Wahyu menjelaskan bahwa kehadiran Babinsa dari Koramil Ngaliyan, Sertu Rokiman, murni merupakan bagian dari tugas kewilayahan. “Babinsa hadir di sekitar kampus hanya untuk melakukan monitoring wilayah karena sebelumnya tersebar undangan diskusi yang bersifat terbuka untuk umum,” kata Wahyu melalui keterangan tertulis. Ia menegaskan, tugas tersebut sejalan dengan kewenangan Babinsa dalam menjaga keamanan dan ketertiban lingkungan binaan.
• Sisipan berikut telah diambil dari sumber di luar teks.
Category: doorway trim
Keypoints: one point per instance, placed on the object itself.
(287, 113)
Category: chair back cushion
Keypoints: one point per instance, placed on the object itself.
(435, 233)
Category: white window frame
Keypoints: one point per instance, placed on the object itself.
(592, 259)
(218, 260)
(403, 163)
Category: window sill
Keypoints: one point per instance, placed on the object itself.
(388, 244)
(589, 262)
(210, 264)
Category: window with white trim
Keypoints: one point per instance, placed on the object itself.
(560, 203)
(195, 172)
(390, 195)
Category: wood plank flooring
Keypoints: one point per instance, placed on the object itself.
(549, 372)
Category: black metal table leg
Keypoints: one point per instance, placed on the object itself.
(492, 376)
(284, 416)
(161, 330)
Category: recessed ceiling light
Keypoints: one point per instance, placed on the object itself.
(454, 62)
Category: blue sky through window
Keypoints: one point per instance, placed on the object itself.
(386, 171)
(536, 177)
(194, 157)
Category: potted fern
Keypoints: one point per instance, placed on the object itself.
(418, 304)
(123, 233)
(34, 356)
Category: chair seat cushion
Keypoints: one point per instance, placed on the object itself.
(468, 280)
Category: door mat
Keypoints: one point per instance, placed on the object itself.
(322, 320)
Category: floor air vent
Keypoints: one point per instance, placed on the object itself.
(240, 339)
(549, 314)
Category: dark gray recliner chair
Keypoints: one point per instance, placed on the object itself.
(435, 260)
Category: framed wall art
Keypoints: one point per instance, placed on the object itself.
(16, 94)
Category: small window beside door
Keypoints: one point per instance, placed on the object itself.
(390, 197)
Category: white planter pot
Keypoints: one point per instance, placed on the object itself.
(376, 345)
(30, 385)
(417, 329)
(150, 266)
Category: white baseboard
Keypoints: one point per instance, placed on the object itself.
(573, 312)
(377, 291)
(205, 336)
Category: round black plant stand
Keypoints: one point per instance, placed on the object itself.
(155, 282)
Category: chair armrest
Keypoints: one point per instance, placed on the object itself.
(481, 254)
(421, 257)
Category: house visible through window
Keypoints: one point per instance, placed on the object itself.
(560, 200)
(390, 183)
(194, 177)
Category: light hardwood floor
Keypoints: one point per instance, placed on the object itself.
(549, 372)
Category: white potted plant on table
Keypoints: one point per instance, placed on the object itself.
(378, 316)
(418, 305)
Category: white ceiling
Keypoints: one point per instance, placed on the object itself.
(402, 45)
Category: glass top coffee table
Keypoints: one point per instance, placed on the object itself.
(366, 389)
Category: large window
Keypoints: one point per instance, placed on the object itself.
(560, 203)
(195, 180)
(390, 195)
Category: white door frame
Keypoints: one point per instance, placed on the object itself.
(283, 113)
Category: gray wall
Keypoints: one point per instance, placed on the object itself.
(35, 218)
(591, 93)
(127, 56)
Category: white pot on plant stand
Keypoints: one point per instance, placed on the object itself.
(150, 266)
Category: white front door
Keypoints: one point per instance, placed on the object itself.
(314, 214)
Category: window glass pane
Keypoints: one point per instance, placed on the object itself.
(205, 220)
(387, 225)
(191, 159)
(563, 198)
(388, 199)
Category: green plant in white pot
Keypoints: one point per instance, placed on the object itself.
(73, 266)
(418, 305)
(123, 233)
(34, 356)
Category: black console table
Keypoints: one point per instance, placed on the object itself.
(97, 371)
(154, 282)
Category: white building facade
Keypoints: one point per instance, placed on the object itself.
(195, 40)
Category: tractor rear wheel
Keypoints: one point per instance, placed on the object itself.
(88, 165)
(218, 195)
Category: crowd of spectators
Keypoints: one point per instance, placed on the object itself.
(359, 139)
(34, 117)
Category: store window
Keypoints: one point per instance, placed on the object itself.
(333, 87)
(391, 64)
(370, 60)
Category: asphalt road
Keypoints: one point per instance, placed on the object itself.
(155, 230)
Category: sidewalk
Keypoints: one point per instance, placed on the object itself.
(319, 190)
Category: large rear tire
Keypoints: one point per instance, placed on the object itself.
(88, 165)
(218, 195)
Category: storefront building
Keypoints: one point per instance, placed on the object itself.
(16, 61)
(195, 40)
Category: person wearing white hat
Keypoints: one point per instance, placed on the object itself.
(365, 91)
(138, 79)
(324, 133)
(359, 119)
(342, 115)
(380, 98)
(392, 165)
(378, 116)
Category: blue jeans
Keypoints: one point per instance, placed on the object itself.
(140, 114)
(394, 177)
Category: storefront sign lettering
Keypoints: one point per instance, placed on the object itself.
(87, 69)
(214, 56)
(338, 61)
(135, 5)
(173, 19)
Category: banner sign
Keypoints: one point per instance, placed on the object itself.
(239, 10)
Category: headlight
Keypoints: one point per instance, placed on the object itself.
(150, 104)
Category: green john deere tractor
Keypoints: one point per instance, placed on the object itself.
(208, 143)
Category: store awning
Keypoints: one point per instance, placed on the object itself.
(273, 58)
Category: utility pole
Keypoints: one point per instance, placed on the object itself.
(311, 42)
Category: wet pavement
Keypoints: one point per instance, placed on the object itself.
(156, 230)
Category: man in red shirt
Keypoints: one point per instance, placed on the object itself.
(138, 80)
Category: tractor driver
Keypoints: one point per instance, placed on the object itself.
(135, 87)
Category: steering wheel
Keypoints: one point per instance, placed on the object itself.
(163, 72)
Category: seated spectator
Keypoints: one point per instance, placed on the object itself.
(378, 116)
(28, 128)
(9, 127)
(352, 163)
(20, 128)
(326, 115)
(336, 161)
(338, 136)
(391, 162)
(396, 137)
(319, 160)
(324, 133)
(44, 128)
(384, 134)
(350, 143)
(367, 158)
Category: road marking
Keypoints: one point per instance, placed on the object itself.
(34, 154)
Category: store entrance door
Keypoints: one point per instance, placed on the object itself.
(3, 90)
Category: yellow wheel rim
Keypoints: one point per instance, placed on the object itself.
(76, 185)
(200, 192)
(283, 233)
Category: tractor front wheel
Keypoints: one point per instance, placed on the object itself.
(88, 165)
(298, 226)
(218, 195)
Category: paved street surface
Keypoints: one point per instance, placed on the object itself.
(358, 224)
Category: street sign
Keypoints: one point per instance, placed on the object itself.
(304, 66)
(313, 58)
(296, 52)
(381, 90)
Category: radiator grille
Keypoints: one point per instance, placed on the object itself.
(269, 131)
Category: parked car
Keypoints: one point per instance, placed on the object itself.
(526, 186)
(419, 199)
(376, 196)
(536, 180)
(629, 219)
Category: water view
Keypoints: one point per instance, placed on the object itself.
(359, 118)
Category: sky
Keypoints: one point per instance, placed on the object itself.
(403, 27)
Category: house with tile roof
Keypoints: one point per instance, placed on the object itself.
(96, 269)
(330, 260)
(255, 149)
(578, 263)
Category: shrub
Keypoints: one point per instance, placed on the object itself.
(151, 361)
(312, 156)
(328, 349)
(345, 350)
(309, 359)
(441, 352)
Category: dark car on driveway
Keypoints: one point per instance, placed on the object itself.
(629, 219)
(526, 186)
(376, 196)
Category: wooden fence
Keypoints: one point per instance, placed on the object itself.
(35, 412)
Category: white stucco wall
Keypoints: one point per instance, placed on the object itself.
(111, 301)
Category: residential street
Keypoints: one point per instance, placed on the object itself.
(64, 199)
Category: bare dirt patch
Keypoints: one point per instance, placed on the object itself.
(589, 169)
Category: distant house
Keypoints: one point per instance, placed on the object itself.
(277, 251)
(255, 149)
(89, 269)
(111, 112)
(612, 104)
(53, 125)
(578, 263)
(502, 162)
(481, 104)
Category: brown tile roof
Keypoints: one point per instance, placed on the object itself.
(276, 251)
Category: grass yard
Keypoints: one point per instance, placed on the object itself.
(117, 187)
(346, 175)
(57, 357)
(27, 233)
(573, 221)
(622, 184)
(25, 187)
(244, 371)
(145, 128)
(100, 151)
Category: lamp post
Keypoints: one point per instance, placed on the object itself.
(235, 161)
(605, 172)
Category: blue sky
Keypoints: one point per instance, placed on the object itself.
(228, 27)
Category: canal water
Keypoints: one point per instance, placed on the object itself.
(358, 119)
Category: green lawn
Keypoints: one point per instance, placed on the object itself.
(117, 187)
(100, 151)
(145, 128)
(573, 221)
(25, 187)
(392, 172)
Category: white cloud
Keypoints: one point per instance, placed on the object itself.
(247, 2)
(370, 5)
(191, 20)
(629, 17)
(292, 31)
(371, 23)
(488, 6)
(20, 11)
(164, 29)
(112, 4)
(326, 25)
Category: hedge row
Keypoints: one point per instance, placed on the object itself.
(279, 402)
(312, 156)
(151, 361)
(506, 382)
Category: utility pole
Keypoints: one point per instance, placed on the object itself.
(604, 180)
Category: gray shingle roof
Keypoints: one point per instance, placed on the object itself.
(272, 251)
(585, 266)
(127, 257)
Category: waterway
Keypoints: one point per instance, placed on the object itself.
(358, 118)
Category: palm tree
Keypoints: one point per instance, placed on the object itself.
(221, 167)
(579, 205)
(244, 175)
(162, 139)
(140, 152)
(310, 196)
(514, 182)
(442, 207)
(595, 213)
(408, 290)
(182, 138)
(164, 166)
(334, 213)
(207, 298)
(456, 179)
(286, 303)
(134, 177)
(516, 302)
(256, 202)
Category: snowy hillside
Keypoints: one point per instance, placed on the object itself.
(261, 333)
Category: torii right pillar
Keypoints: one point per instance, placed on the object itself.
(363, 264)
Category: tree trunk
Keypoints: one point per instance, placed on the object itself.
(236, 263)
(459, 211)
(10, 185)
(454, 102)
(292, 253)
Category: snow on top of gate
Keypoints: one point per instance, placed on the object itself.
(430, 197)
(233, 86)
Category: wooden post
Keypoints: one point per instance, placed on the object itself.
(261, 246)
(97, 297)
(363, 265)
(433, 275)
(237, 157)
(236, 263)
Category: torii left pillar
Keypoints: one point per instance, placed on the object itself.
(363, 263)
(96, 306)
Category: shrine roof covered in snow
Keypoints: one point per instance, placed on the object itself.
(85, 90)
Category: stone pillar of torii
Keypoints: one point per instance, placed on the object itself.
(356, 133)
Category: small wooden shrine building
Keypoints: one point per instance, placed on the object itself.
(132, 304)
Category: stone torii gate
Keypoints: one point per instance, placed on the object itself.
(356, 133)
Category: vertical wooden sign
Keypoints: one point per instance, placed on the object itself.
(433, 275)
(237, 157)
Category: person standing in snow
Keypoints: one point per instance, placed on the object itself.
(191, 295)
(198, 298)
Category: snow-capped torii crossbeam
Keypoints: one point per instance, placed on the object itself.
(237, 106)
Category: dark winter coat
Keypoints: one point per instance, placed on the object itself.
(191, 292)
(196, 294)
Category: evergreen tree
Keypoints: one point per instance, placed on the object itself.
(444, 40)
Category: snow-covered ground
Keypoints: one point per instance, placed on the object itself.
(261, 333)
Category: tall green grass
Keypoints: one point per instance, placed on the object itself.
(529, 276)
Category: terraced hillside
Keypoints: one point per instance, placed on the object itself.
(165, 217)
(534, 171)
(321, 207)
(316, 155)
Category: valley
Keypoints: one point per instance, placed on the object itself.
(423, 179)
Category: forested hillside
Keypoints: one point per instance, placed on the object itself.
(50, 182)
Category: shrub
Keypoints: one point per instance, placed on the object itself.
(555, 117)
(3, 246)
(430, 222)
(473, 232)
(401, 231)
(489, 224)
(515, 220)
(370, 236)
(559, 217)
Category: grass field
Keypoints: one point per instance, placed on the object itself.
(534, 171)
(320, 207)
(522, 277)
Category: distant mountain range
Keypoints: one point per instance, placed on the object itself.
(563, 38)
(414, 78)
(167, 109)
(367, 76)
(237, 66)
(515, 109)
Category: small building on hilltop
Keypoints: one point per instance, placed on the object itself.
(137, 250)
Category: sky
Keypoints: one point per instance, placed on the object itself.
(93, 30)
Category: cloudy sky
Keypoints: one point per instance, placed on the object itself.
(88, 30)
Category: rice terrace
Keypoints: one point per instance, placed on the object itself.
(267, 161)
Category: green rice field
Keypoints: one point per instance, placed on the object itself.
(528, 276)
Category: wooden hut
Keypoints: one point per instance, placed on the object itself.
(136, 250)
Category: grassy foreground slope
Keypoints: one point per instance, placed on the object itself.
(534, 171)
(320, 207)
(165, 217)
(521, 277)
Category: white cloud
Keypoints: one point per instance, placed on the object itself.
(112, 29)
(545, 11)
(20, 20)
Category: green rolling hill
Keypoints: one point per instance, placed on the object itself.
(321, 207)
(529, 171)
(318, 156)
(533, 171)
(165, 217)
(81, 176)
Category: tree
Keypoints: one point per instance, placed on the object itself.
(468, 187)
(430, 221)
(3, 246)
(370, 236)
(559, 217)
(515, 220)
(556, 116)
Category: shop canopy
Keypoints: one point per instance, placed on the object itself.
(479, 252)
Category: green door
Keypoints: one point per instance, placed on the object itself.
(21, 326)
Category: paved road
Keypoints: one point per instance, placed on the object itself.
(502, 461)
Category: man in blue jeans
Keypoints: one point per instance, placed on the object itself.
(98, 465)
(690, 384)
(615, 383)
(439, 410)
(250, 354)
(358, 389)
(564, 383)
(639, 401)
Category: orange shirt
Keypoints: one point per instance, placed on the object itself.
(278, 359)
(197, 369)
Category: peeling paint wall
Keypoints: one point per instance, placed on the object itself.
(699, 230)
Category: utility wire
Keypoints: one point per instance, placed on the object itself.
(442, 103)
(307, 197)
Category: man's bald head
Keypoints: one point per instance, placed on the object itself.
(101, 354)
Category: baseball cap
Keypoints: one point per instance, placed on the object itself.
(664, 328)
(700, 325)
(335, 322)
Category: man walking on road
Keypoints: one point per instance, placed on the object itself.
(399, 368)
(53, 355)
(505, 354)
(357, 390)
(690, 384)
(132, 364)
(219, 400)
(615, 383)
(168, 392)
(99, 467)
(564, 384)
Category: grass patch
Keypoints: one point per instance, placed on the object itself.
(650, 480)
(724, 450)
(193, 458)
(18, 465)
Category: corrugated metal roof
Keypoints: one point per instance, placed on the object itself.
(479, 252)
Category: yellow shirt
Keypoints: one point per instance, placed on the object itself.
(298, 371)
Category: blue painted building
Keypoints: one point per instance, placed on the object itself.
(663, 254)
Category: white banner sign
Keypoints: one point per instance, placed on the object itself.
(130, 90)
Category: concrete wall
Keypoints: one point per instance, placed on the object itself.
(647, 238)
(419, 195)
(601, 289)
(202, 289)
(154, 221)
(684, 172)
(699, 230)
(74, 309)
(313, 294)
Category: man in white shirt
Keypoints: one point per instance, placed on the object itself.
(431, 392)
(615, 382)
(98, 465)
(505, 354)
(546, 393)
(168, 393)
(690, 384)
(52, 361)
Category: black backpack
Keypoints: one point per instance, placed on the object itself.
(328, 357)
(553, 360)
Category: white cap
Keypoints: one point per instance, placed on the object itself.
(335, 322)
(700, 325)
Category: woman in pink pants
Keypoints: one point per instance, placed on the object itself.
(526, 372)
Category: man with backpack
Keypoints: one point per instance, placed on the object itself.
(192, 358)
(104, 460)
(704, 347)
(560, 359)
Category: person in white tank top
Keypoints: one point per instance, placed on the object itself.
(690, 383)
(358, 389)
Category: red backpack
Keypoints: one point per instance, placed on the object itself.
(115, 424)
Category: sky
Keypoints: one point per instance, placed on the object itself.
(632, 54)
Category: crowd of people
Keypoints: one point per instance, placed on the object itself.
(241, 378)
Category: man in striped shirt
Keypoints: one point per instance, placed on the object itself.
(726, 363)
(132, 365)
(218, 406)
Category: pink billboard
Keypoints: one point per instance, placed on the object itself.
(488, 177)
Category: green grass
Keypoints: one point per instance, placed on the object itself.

Menurut Wahyu, Rokiman hanya berada di depan kampus dan tidak memasuki area kegiatan diskusi. Ia juga memastikan tidak ada instruksi atau upaya apa pun dari pihak TNI AD untuk menghentikan jalannya acara tersebut. “Babinsa juga tidak pernah memanggil mahasiswa keluar kampus. Tugasnya dijalankan sesuai prosedur dan tidak menyentuh substansi kegiatan akademik,” imbuhnya.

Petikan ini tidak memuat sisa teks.